Work by British Land on Regent's Place commenced in 1996. The first stage involved the demolition of the head office and studios of the former ITV company Thames Television and the subsequent development of the central part of the site and much of the Euston Road frontage, with four new office buildings and a pedestrian plaza called Triton Square. One of these buildings, called 2–3 Triton Square, was a new headquarters for what was then the UK's fifth largest bank by gross assets, Abbey National. The lower levels of Euston Tower were modernised at the same time. The development includes a shopping mall and an open space (Triton Square) that includes art features by Langlands and Bell. The developers also commissioned a large mural by Michael Craig-Martin, a lighting scheme by Liam Gillick and a smaller sculptural installation by Antony Gormley.

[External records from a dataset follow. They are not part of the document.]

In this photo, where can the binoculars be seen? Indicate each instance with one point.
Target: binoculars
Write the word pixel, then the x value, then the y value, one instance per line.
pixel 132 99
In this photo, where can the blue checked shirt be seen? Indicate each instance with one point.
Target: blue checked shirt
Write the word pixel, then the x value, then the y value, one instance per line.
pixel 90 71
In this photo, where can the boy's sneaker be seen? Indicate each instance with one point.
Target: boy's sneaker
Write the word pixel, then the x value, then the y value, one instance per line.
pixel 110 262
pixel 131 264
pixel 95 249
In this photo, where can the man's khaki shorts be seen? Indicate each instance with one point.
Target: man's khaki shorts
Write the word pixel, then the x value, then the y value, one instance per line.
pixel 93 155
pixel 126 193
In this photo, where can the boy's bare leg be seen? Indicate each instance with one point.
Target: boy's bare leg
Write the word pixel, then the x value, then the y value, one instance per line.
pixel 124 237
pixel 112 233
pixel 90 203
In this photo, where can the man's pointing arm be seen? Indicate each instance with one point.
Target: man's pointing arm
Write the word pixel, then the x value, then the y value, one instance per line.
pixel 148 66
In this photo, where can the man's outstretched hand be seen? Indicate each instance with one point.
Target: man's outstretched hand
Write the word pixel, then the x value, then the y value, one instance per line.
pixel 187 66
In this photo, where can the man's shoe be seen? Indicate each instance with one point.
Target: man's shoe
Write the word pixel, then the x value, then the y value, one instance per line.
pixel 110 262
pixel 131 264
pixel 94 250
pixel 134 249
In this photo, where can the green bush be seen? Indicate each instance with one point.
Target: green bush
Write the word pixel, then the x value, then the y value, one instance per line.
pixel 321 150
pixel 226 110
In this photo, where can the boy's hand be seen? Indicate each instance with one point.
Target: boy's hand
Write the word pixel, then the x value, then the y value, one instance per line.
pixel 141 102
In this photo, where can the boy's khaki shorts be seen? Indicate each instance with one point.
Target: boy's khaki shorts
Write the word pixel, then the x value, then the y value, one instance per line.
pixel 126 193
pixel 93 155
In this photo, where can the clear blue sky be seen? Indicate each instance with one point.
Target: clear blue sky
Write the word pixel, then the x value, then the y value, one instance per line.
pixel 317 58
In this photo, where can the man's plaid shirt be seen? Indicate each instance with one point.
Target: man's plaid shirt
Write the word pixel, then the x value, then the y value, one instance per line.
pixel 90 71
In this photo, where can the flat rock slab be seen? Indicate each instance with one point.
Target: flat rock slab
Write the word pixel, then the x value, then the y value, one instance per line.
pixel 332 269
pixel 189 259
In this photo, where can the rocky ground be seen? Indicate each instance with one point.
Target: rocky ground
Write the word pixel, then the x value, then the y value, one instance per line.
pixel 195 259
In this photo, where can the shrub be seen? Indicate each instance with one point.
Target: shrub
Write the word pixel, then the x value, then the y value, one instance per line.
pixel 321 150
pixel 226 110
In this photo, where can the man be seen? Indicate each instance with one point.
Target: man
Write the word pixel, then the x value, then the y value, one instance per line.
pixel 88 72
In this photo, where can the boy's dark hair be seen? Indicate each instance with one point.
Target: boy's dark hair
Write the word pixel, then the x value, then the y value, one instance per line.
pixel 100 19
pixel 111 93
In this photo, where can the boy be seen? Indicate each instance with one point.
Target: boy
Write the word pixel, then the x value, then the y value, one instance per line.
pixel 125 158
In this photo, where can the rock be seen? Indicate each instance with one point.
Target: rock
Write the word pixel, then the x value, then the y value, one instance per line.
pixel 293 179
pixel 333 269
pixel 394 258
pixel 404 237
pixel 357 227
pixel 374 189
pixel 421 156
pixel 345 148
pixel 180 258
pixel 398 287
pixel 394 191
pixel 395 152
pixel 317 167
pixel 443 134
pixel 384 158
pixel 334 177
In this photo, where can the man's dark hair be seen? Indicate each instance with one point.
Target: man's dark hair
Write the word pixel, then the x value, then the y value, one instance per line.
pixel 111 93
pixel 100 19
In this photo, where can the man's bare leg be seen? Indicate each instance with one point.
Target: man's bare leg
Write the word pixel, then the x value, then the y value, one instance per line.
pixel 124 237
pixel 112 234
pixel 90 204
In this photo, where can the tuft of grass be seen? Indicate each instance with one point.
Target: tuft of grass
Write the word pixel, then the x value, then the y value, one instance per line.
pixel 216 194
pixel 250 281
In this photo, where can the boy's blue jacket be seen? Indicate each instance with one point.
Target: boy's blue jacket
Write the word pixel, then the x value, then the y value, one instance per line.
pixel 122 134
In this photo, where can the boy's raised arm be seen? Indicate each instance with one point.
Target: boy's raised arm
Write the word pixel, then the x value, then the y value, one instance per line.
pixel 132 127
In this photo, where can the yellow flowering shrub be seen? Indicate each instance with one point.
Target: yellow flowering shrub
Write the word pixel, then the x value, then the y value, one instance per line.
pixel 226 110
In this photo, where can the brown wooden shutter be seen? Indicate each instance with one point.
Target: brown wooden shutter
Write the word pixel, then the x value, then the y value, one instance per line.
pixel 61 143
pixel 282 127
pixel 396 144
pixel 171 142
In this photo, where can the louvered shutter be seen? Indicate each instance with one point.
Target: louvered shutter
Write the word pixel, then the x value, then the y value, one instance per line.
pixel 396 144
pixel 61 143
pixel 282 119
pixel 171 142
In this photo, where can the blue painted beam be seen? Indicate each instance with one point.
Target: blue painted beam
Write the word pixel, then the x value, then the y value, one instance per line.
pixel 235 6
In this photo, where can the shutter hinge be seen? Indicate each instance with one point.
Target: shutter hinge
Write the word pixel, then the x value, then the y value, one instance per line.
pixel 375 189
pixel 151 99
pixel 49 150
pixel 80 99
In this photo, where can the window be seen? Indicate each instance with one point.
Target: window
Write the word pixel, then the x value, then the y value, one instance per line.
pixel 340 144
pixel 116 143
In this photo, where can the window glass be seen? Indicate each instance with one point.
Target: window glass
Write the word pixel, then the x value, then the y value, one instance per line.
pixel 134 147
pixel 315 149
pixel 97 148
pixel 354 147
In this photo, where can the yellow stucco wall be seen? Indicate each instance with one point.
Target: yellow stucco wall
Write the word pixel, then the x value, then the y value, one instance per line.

Work on a 45,500 sq m (490,000 sq ft) commercial and residential project designed by Terry Farrell on the western part of the site at Osnaburgh Street began in 2007, and was completed in 2009. It includes a community theatre and a multi-faith centre. A 48,200 sq m (519,000 sq ft) mixed used project for the north-eastern quadrant (immediately north of Euston Tower) was completed in July 2013.
The project called for an innovative and stylish seating arrangement to be designed in a style similar to that of the Giant's Causeway in Northern Ireland. This has been achieved by manufacturing blocks of different sizes using Spanish Blue granite; they have been hollowed out to varying degrees and set onto galvanised steel frames, creating a variance in height.